Jafri and colleagues [15] proposed a formula for an index that measures cancer cachexia, i.e., the CXI, in a more detailed manner rather than solely referring to simple measures such as weight or BMI. The CXI utilizes three parameters individually linked to poor outcomes, namely the SMI [18], albumin levels [20], and neutrophil-to-lymphocyte ratio [21], and was shown to be predictive of poor outcomes in lung cancer patients.

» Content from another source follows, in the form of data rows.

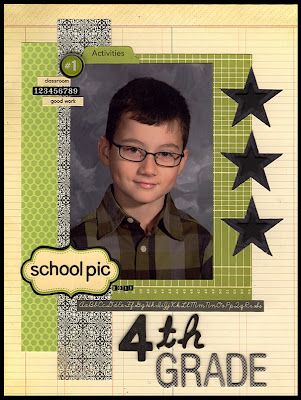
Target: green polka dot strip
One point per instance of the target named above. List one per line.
(39, 192)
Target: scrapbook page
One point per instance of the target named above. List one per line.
(150, 200)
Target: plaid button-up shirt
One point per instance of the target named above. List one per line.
(177, 247)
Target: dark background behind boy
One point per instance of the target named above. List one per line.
(89, 178)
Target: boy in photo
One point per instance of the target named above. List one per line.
(137, 221)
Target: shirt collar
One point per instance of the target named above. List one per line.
(110, 215)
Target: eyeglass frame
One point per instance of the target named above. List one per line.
(119, 146)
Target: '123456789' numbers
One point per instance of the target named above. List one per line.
(51, 90)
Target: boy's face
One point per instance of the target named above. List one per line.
(145, 182)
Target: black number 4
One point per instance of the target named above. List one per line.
(142, 346)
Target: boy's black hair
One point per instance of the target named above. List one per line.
(150, 102)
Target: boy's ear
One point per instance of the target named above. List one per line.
(104, 150)
(183, 161)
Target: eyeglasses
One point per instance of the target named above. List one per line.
(162, 158)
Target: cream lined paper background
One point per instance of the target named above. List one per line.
(269, 33)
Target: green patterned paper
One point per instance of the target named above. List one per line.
(39, 192)
(232, 275)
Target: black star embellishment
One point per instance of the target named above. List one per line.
(251, 164)
(251, 100)
(251, 229)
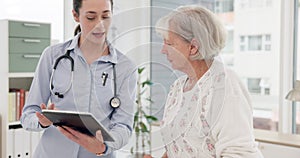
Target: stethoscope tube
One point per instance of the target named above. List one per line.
(51, 86)
(115, 102)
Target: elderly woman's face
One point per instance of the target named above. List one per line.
(177, 50)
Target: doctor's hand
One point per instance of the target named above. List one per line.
(90, 143)
(44, 122)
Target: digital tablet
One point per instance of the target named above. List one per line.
(80, 121)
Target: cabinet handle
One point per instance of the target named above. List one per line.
(32, 25)
(31, 56)
(32, 41)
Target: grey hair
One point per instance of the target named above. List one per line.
(195, 22)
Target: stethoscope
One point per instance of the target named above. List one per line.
(114, 102)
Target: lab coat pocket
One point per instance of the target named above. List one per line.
(104, 92)
(62, 78)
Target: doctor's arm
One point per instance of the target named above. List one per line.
(39, 93)
(122, 119)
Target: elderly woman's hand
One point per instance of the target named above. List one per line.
(90, 143)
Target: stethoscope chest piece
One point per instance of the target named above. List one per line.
(115, 102)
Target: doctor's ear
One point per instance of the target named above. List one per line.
(75, 15)
(194, 47)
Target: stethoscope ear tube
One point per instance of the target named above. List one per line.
(51, 86)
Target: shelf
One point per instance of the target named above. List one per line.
(14, 125)
(21, 75)
(291, 140)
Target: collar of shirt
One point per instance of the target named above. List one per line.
(111, 57)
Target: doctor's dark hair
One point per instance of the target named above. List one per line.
(76, 6)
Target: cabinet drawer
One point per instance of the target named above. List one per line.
(23, 62)
(21, 45)
(29, 29)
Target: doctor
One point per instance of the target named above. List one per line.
(83, 74)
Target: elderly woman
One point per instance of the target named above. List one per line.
(208, 113)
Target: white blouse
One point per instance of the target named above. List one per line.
(212, 120)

In a similar manner, we applied the CXI to aggressive lymphoma and found correlations between a low CXI and survival. Univariate analysis showed a significant decrease in PFS (HR= 2.18, p = 0.044) and OS (HR=4.05, p = 0.004) in patients with cachexia, defined as a CXI below the median threshold in our population. The presence of a low CXI increased the risk of death threefold on MVA as well (HR = 3.11, p = 0.032). As a retrospective single-institution study, there are inherent biases that limit clear interpretation of these results including patient selection based on availability of baseline imaging. More importantly, another limitation of our study includes the lack of well-defined cut-offs for CXI, common to other measures of cachexia such as sarcopenia and/or adipopenia. It is expected that the CXI may be influenced by sex, race, diet, lifestyle, age, and perhaps geographic distribution. This supports the need for a prospective multi-institutional effort to validate the CXI (and define cut-offs) as a prognostic tool applicable to diverse populations.

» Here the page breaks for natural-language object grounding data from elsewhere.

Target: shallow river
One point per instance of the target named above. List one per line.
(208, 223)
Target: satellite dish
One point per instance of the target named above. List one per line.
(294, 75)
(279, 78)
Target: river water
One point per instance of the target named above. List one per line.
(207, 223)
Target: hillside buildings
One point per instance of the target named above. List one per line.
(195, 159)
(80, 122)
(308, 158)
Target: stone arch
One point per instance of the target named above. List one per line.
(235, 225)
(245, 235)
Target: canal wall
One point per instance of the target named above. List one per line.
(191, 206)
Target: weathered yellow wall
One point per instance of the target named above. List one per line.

A number of correlations between biological mechanisms pertinent to cachexia and clinical outcomes in lymphoma have been described in the literature and support our findings. For example, elevated levels of leptin, a hunger suppressant, are associated with poor survival in aggressive lymphoma subsets, attributed to increased activation of proliferative signals via the PI3K/AKT pathway [13]. Alternatively, polymorphisms in ghrelin, a circulating orexin and antagonist of leptin, has been associated with a decreased incidence of aggressive subsets of lymphomas [22]. Links have also been identified between proteins of inflammation, (tumor necrosis factor- α (TNF-α), interleukin-6 (IL-6), IL-10), members of the insulin and insulin-like growth factor axes and myokines, (vascular endothelial growth factor (VEGF)), and aggressive phenotypes of lymphoma usually characterized by the presence constitutional symptoms and chemo-resistance [14, 2328]. Our results suggest that the CXI may be a way to screen for the disruption of such biologic mechanisms in a way that could be applied as predictive tools to guide our therapeutic strategies.

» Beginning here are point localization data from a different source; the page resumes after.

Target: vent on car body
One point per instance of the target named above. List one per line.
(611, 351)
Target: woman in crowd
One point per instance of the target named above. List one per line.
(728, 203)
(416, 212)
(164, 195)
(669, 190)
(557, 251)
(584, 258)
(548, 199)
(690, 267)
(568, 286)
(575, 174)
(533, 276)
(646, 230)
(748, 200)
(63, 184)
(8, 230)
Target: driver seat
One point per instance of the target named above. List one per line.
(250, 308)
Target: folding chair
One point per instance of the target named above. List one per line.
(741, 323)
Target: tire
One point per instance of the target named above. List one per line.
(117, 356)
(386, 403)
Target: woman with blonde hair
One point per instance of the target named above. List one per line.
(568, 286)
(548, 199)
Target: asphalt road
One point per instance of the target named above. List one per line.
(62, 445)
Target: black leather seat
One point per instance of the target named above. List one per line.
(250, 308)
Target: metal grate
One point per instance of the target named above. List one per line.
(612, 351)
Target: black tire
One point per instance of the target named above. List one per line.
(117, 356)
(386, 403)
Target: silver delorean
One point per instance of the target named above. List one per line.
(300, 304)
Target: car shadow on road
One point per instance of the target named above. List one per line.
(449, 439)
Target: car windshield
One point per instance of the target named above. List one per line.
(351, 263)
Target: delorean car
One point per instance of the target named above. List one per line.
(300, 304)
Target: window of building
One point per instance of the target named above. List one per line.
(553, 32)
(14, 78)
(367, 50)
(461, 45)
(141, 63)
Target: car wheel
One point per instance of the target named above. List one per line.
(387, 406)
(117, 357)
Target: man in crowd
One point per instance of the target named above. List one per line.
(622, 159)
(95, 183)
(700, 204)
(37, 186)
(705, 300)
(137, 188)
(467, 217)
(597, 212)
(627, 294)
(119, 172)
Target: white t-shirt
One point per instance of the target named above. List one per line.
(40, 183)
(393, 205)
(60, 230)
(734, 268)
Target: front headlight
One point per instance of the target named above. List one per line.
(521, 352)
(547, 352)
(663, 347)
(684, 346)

Strategies to target cancer cachexia are in early stages of development and include ghrelin receptor agonists (such as anamorelin), metformin, selective androgen receptor modulators (such as GTx-024), and anti-myostatin antibodies. For instance, a study by Oliveira et al. found that metformin minimized a tumor-induced wasting state by reducing the activity of proteolytic enzymes responsible for the anabolism of muscle protein [29]. Currently, there are no clinical parameters which identify lymphoma patients who would be most likely to benefit from such new treatment strategies. The relationship we demonstrate between cachexia and survival using the CXI as a clinical parameter of cachexia would suggest that utilizing such novel agents in patients demonstrating a low CXI may help to improve clinical outcomes and warrants investigation in clinical trial.